Today, families around the world are gathered together in millions of homes to celebrate Christmas. There will be a plethora of food, laughter, and maybe some old catching up and reminiscing about years past.
However, for some, especially me, amid the joy, a certain heaviness will settle over my household. Without a word, everyone in my family knows how the others are feeling – it’s just not the same this year, and it will never be again because my grandma, Janet Stephanie McAllister, is no longer here.
Janet Stephanie McAllister in happier times
For some, this feeling comes across the room when it’s time to pray – a grandmother who always prayed is no longer here. Or the grief paralyses some family member who has to wrap all the presents alone this year.
But, for me, this holiday celebration will have a new, conspicuous component, an empty seat at the table, no movement in the kitchen on Christmas Eve, no kneading of bread, no creaming of butter to make cakes, and no shouts for “Maurice!” my grandfather, whom she always called upon to pass her something while she cooked.
My grandma, Janet, as most called her, was that glue that held her little family together, not just during the Christmas holidays but all year around. Her contagious laughter, her splendid singing, her love for fashion and cooking, her determination, and her powerful prayers, were what made her our ‘Queen’.
However, on June 12, 2019, she was taken away from our little family, and while it may seem like a long time, this year I seem to miss her the most. While over the years I’ve tried to make the pain go away, the healing process, and adding meaning to the holidays are very difficult this year.
But even as I and my family are acknowledging our loss, and what Grandma Janet meant to our family, her memory this Christmas will give meaning to our grief and also reflect the love we have as a family.
Even though it may be poignantly different to maintain Christmas traditions this year and every other year without her, we will try to provide a thread of connection for your family and build an unbreakable bond she will always want us to have.
So, this Christmas, if you are also experiencing an empty seat at the table, remember that an empty seat does not mean empty hearts and homes.
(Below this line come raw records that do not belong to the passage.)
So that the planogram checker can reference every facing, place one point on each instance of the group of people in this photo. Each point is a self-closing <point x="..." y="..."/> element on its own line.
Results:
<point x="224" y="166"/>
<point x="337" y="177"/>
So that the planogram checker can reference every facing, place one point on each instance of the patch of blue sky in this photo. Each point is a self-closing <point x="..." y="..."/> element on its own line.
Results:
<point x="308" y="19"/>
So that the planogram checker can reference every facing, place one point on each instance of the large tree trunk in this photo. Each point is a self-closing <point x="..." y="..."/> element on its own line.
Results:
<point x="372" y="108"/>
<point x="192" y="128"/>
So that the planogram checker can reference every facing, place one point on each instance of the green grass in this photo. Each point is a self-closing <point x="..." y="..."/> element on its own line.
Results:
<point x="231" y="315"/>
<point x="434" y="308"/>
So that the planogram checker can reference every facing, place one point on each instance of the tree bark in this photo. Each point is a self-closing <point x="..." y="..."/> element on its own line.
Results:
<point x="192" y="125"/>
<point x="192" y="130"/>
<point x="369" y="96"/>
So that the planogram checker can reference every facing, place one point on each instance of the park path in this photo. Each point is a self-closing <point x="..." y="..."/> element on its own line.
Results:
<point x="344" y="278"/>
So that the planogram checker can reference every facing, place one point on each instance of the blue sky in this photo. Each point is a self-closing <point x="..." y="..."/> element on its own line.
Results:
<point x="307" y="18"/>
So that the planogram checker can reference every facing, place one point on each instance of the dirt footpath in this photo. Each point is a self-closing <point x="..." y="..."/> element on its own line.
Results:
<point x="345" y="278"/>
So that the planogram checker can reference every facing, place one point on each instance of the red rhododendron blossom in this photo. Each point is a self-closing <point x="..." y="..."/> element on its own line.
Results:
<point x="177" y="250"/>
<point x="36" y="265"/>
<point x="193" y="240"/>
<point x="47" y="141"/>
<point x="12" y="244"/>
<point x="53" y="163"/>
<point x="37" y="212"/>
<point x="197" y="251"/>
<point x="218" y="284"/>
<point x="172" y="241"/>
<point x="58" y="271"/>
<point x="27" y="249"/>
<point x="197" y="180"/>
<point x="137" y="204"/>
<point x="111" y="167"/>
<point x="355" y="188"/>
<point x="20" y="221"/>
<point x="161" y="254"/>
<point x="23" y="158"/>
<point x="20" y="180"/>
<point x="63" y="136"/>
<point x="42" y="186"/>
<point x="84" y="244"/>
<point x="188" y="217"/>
Even though the holidays can be painful reminders of who is not at the table, we can still experience real joy by taking time this Christmas season to fondly remember our loved ones whom we’ve lost.
Today, I honour Grandma Janet’s memory and I cherish the special people who I still have around the table.
No one will ever take her place, but as time softens the hurt, the holidays will become a time of year when my family and I can enjoy the warm and fond memories of her, who is no longer in our presence.